El otro día en Milenio 3 estuvieron hablando del infierno. Según un teólogo que habían invitado el infierno era el mayor de los sufrimientos durante la eternidad (o eso creí entender mientras sucumbía al sueño). ¿Durante la eternidad? A todo se acostumbra uno.
Me recordó a la fiesta de navidad de mi empresa en la que acabamos en un sitio horrible, una discoteca horrorosa con una música terrible a todo volumen, donde encima hacía mucho calor y servían garrafón. Vale, quizás no era exactamente el mayor de los sufrimientos, pero si yo logré acostumbrarme a ese lugar en una hora por qué no podría acostumbrarme al infierno.
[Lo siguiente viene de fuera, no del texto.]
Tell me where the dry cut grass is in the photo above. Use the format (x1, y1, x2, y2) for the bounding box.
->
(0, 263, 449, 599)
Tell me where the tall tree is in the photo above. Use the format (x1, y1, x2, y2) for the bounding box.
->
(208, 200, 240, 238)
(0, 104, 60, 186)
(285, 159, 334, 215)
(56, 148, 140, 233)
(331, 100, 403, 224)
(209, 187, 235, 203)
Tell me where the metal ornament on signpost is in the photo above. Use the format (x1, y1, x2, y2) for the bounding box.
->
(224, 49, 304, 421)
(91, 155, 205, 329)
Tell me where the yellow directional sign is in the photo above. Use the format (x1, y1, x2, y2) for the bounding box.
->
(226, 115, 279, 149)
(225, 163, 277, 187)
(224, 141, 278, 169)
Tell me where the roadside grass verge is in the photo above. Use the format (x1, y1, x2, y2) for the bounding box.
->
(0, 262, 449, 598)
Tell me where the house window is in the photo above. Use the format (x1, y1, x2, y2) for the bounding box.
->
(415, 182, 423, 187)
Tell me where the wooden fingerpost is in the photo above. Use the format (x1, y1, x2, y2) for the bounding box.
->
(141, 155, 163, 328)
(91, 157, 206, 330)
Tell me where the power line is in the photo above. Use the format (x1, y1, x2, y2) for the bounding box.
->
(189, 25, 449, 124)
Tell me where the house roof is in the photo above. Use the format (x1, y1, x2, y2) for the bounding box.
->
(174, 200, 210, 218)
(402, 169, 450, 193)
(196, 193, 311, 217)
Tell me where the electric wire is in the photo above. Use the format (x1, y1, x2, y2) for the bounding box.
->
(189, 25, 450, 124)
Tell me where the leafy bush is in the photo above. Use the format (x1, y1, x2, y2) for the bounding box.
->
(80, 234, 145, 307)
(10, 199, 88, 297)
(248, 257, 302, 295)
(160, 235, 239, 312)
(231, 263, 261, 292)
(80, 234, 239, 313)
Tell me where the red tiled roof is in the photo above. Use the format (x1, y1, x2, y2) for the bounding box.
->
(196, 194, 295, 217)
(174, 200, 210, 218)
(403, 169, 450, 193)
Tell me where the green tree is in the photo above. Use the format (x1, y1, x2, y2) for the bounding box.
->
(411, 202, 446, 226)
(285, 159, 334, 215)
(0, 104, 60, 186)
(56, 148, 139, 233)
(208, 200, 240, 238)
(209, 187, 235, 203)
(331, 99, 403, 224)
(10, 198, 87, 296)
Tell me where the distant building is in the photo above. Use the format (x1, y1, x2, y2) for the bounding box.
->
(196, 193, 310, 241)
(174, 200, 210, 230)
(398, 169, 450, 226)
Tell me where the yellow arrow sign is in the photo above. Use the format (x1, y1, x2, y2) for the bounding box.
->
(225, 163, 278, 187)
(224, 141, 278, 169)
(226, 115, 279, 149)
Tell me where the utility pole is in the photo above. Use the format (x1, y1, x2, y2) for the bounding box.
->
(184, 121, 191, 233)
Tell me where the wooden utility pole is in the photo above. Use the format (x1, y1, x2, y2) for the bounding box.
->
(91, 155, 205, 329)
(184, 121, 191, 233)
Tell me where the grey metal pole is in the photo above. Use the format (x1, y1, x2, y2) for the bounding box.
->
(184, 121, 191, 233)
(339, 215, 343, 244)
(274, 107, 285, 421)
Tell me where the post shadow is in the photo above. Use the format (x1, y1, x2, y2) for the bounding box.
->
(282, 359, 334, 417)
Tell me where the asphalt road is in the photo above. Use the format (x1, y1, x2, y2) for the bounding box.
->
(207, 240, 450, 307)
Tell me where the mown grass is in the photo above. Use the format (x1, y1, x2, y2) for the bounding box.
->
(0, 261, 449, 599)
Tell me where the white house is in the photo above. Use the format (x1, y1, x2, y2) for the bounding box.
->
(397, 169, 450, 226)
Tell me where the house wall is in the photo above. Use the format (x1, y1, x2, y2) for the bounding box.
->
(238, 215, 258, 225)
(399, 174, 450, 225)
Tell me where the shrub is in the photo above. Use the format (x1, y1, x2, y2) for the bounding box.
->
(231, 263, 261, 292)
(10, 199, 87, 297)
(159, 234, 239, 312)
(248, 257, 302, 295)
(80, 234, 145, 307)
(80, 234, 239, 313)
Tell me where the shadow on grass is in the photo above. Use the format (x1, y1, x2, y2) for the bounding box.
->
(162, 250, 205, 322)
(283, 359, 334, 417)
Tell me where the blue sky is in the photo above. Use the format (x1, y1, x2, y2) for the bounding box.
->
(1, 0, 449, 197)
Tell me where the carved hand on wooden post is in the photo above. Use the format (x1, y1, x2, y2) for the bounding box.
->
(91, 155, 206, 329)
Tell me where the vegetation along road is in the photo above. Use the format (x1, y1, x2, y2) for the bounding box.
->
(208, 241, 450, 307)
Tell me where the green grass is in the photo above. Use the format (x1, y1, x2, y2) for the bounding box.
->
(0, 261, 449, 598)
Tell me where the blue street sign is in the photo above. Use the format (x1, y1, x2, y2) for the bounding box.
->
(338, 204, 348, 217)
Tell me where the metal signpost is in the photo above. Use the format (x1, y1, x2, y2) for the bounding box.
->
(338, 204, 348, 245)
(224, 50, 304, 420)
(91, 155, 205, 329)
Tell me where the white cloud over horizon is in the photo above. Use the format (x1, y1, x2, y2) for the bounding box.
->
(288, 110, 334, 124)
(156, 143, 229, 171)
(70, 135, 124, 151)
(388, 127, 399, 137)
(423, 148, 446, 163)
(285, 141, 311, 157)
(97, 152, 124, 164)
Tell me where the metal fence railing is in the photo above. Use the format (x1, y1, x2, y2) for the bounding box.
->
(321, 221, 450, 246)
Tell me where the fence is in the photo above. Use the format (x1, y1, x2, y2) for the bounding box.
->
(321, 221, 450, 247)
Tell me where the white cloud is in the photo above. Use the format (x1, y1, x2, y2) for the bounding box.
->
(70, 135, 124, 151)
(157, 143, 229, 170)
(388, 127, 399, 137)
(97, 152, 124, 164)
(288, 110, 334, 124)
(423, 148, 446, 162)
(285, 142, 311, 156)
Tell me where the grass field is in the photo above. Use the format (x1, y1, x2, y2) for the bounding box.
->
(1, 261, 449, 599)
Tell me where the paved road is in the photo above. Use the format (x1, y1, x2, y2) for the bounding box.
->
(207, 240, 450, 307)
Recuerdo que estamos hablando de la eternidad y que en todo ese tiempo te da lugar incluso de ver todos los capítulos de Arrayán.
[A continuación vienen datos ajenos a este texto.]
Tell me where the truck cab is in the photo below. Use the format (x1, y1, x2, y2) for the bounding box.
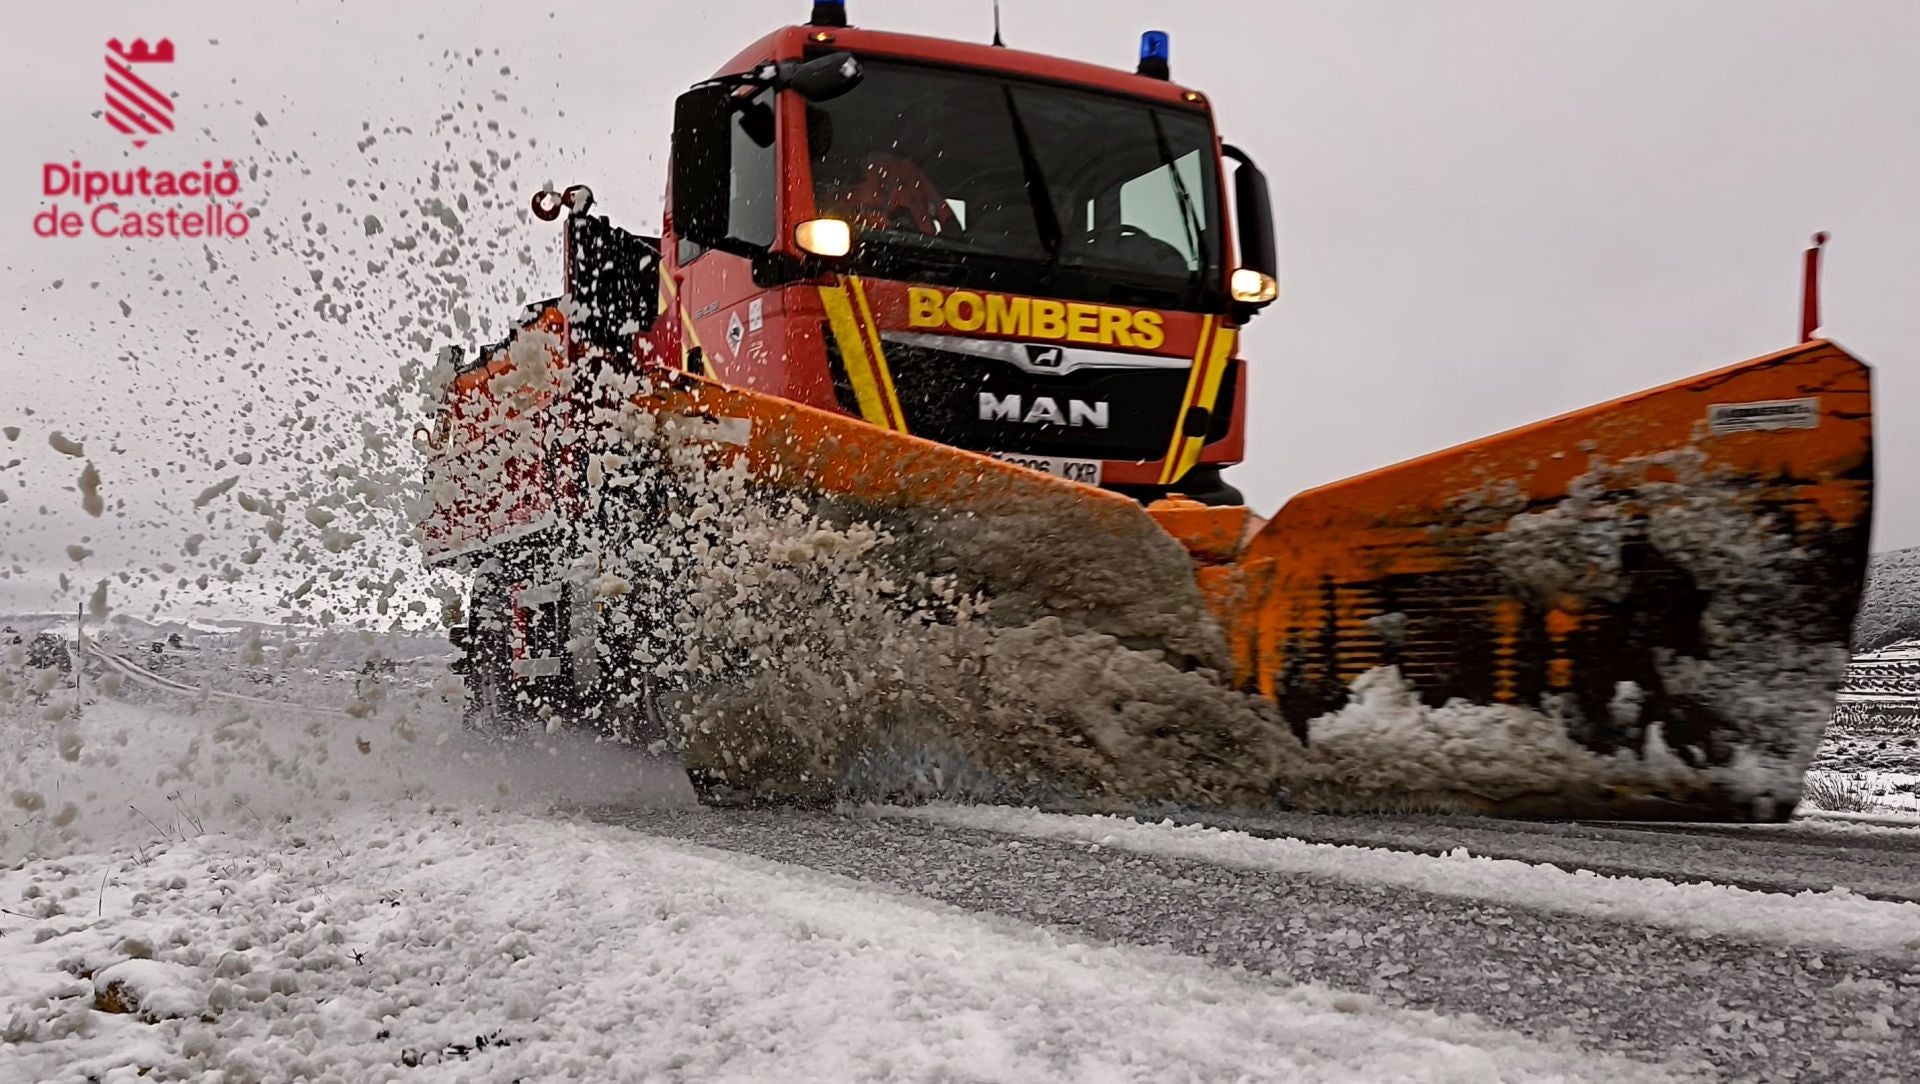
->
(661, 6, 1278, 503)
Por eso discrepo con el teólogo. El infierno no puede ser la eternidad, al contrario, debe ser algo realmente horrible pero puntual. Permitirte vivir en el cielo con felicidad plena y todos tus deseos satisfechos sin saber en qué momento recibirás tu justo castigo. Sentir continuamente la espada de Damocles sobre tu cabeza. Vivir con esa incertidumbre, ese es el infierno.